On a very personal note, going cashless isn’t that big of a stretch for myself or my family. On any given day I will leave the house without a single piece of fiat currency in my pocket. With the ubiquity of Apple Pay in conjunction with my habit of always wearing my Apple Watch, chances are I can do anything from buying lunch to pumping gas without the need of even my debit cards. Living in a major metropolitan city only makes the transition easier – there are several systems that are designed for my convenience.
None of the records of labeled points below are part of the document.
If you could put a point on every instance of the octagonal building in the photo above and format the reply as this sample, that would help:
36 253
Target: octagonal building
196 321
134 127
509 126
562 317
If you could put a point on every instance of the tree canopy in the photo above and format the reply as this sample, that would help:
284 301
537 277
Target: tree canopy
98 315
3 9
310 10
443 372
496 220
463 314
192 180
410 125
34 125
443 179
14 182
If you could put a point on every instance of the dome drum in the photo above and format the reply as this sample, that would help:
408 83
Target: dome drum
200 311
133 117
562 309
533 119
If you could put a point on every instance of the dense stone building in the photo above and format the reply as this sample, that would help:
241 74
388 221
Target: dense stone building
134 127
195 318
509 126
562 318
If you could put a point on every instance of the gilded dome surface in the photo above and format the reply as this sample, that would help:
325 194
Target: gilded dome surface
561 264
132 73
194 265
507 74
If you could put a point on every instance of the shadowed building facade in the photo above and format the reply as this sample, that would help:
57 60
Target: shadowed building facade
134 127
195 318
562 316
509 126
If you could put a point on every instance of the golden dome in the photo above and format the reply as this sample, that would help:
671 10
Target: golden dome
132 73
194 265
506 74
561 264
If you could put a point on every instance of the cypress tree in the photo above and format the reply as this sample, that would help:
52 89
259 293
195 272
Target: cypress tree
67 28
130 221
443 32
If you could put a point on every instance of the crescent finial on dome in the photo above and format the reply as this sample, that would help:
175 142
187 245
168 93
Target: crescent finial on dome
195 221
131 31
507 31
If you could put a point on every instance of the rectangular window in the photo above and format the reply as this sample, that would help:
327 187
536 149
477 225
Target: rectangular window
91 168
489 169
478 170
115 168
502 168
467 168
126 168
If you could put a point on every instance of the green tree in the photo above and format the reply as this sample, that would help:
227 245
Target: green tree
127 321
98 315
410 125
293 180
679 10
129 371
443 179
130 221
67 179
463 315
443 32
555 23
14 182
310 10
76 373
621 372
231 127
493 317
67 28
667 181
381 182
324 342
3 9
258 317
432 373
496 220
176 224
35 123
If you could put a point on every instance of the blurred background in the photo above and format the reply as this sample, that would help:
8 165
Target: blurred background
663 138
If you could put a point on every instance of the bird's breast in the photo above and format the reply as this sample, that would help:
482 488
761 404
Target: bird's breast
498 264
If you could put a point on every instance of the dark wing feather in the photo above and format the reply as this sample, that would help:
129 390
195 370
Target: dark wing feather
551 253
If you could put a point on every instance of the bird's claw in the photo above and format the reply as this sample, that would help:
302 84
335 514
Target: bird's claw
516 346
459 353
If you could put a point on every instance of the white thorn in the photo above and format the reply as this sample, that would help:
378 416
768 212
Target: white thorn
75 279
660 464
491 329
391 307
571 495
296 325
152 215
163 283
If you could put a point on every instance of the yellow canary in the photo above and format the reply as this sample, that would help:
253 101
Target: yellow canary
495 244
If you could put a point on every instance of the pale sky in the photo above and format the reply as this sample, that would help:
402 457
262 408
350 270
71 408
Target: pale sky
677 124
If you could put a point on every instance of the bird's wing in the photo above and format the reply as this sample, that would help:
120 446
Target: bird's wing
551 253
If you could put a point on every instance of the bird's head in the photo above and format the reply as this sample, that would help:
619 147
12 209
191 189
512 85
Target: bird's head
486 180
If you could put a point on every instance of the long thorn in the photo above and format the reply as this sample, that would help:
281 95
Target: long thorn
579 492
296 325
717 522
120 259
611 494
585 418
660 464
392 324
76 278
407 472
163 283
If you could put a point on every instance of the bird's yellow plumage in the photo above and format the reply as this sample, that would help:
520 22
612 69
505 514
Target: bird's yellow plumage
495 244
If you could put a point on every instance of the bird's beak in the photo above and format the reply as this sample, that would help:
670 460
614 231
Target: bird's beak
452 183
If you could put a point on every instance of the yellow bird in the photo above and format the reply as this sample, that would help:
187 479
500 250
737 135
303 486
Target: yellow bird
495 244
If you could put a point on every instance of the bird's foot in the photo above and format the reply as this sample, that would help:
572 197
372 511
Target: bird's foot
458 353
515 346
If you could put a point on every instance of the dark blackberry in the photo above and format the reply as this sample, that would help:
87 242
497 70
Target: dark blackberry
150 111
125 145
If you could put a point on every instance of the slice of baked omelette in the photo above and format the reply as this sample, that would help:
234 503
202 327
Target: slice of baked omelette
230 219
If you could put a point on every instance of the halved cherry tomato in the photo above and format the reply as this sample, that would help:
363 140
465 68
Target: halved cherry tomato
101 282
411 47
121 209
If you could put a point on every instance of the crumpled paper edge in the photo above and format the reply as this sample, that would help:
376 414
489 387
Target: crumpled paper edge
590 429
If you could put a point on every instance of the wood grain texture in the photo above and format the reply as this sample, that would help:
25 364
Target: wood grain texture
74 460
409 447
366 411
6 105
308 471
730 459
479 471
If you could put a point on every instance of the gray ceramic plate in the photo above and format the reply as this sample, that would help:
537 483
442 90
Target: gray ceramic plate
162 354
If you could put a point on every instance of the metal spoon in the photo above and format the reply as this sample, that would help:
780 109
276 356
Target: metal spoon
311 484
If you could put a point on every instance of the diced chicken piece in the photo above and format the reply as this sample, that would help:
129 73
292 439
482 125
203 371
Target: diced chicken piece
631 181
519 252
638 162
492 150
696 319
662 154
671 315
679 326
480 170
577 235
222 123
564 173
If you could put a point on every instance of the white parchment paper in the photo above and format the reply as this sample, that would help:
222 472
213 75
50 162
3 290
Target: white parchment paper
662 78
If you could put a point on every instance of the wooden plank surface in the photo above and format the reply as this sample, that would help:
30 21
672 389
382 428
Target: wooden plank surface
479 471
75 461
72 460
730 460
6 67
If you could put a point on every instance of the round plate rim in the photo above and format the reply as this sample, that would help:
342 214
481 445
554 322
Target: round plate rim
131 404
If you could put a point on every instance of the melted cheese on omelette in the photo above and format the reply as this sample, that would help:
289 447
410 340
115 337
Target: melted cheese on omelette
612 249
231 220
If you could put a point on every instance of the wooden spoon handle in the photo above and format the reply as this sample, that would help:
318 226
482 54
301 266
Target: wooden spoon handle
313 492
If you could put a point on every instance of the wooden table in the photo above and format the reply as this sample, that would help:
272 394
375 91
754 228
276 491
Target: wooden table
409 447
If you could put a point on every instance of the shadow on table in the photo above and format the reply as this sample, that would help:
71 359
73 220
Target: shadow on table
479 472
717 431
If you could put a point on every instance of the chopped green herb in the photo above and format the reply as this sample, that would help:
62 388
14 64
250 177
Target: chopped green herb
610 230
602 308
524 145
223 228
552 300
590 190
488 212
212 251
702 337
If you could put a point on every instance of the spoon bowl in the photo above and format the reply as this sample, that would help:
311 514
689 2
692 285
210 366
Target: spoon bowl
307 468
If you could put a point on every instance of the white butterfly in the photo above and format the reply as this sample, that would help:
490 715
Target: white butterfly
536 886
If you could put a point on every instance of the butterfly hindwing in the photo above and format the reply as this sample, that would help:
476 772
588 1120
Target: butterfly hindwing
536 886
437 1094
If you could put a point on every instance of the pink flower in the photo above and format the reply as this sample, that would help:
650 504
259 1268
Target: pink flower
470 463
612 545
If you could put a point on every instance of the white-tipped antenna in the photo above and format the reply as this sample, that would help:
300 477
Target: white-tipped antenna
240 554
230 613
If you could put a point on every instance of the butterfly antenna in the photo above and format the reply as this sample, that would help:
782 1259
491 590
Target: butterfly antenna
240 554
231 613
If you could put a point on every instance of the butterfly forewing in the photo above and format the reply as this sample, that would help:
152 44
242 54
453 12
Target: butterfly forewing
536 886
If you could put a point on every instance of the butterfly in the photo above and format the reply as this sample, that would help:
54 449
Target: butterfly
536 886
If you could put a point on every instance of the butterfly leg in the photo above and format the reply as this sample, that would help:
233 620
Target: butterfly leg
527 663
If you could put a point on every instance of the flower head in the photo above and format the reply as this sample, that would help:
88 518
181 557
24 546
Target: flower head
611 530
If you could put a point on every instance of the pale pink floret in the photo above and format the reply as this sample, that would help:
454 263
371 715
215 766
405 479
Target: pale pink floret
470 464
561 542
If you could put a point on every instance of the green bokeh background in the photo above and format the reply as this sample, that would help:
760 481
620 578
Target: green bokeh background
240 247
That’s just the start of it. From being able to accept payments – through apps like Venmo or through my bank via direct deposit or Zelle – to pay all my bills online, technology has made a cashless society very real. Each of these transactions is cataloged and recorded making everything from disputes to proof-of-payment a matter of pulling an individual’s records.
Impact of COVID-19
To say that COVID-19 had an impact on the adoption of digital currency is putting it mildly. The truth is that the pandemic was a huge incentive for many, including businesses and municipalities to quickly build out the infrastructure needed to allow for contactless payments and even alternative forms of payment like cryptocurrency. As the pandemic continued to drag on over 2 years, it became evident that contactless payment systems and cash alternatives were quickly trumping the importance of cash in our lives.
Decentralized but Not Equal
At the beginning of this post, I noted that cashless and cash alternative modes of payment were an easy enough transition for me and mine. That said, the “benefits” of going cashless don’t apply evenly to all. While many DeFi companies like to boast about their ability to bring financial instruments (read: accounts) to the “unbanked”, this doesn’t quite track. For starters, many unbanked or underbanked individuals don’t have access to some of the basic requirements needed to access these tools (like an employer with direct deposit). Immigrants, for example, are more likely to find themselves locked out of the DeFi revolution and traditional banking alike. It’s a significant problem that required cities, like New York, to outright ban cashless only policies.
On the cash alternative side of the equation, while Bitcoin may have seen its value soar in the last few years there are still not enough away-from-the-keyboard retailers that will accept it as a form of payment. Market volatility and (locally) the SEC’s lack of guidance on cryptocurrencies will continue to delay any meaningful adoption of crypto as payment for time to come.
With additional oversight, it’s expected that crypto will lose some of its savor from privacy advocates as well. This may simply move interest to different forms of digital currency, but it could also make cash more valuable as means of keeping your personal information private. In an ever-increasing world where our day-to-day purchases can easily be lost in a data leak, cash becomes more an instrument of privacy.
So is Cash Still King?
The question remains, “Is Cash Still King?” Depending on your stance on several factors, the answer is a hard “maybe.” For those of us who are fortunate enough to have regular employment, access to banking tools, and disposable income for niceties, like smart devices, cash is less important in our day-to-day lives. However, for a much larger section of the world and to some of our most vulnerable in our society, cash remains the easiest and most functional means of payment available. While I would not advocate going all cash or all-digital currency, I recognize the importance that fiat cash will continue to play in our modern society.